I’ve been so busy with work, personal drama and the garden that I haven’t been reading much. Since books are a great passion of mine, not reading creates a hole in my personal well-being which must be corrected – and soon.
I joke that the only thing holding up the barn is my books and bookshelves. At one time, I could brag that I had read every book in the house except for the few in the unread pile next to my bed.
Between the craziness of my life and the fact that I now have a Significant Other who reads even more than I do (and passes his books on to me), I now have, at minimum, 200 unread books in this house. I have one whole bookcase dedicated to the unread, but now they’re spilling over. I’m also pretty sure there’s a passel of unread books in the nook under the stairs that I can’t get to because of the painting supply debris blocking access.
It’s crazy. And I love it.
Beverly Cleary’s Beezus and Ramona and Henry Huggins series were the first books that really rocked my world. However, it was Louise Fitzhugh’s Harriet the Spy that lit the fire of a passion for good literature.
My preferred book is fiction, but in the past few years I’ve developed an appreciation for nonfiction. Whatever it is I’m reading, it must show proper respect for the power and beauty of words. No matter how interesting the subject, if it’s not written well, I don’t have the patience to read it.
I read to get lost in the dance of well-chosen words creating worlds of ideas. I do read some pop-lit, but only if the writer is a gifted story teller – King and Grisham, for instance. [Actually, King is a better writer than he gets credit for. That’s my opinion and I’m sticking to it. Lisey’s Story is a thing of beauty as is The Girl Who Loved Tom Gordon.]
The past few years, I’ve gone on genre jags. For awhile it was the “quirky” writers – Tom Robbins, Vonnegut, Christopher Moore, Jeannette Winterson. Then it was world literature – writers from Latin America, India, Russia, etc. A couple of summers ago, I completely devoured Susan Howatch’s Church of England series. Right now, I’m mixing it up.

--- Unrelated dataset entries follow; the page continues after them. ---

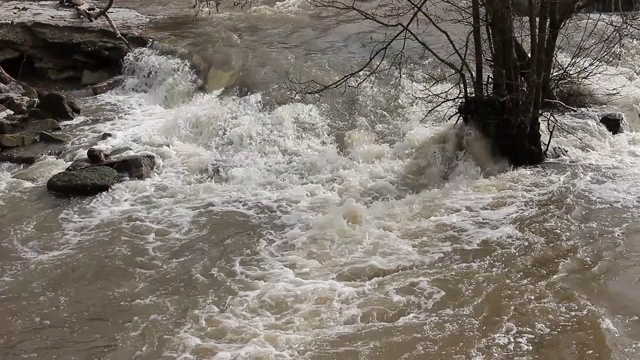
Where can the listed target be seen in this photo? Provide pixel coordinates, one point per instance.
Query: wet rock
(135, 166)
(30, 154)
(614, 122)
(16, 88)
(15, 140)
(94, 77)
(108, 85)
(57, 106)
(557, 152)
(42, 30)
(17, 103)
(8, 127)
(74, 106)
(21, 125)
(84, 182)
(47, 137)
(37, 113)
(31, 93)
(97, 156)
(3, 112)
(79, 164)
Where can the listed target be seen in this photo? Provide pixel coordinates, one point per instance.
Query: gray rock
(16, 88)
(17, 103)
(97, 156)
(47, 137)
(557, 152)
(21, 125)
(84, 182)
(15, 140)
(57, 106)
(37, 113)
(94, 77)
(614, 122)
(135, 166)
(30, 154)
(43, 31)
(108, 85)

I’ve got 4 books going at the moment, Gabriel Garcia Marquez’s biography, a Paul Auster novel, some nonfiction about writer’s block and creativity, and essays on women writers and their dogs.
Those 4 books have been on my nightstand for more than a month. Normally, they would have been devoured in about a week.

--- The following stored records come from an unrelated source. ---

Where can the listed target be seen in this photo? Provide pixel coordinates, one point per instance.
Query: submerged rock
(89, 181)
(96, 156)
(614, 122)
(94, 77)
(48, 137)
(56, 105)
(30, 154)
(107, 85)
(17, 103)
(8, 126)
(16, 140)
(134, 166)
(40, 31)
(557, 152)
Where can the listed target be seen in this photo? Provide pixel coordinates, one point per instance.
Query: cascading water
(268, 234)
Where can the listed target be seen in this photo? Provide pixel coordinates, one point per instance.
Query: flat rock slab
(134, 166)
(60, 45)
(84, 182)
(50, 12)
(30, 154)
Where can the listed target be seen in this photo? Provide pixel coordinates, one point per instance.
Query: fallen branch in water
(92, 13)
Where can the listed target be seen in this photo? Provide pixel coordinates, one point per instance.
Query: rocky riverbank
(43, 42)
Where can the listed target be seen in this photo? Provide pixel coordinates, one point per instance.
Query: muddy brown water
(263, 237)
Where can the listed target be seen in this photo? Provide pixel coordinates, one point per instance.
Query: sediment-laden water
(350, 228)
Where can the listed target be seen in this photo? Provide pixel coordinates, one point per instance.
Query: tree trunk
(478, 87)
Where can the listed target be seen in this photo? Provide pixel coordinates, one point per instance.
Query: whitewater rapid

The unread bookcase contains a plethora of marvelous stories – I know this because most of them have been pre-screened by HMOKeefe. For the most part, we agree on what constitutes a good book, but true to his gender, he tends to wax rhapsodic about some truly bad stuff (Moby Dick, for example).
I imagine myself sprawled in the garden with a book, a glass of iced tea, and the lazy drone of bees – a recreation of my childhood out-of-school summers when I could finally read as much as I wanted to without the annoying interruption of school. Please, please, let it be so. (Yes, I will have the annoying interruption of work, but some things can’t be avoided.)

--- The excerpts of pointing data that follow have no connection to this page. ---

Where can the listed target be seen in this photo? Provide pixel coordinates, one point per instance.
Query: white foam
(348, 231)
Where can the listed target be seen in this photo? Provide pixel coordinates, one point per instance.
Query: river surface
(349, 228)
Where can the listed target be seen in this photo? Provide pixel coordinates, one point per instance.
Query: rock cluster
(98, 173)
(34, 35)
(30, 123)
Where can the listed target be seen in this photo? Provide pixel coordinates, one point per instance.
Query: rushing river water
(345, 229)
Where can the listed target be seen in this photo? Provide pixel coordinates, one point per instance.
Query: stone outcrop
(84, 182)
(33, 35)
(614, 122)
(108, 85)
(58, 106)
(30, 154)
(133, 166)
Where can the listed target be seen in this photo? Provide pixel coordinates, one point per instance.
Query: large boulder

I love talking about books and the ideas they hold. I can drone on and on and on about a book. Once I get going it’s nigh unto impossible to get me to shut up. Moreover, I also think it’s appropriate given my love of them that I use them as the bedrock for home decoration. They’re everywhere (except bathrooms) in bookcases, in stacks, on the floor, on tables, tucked under stairs, next to the exercise bike. Everywhere. And I do read them.
So? What are you reading?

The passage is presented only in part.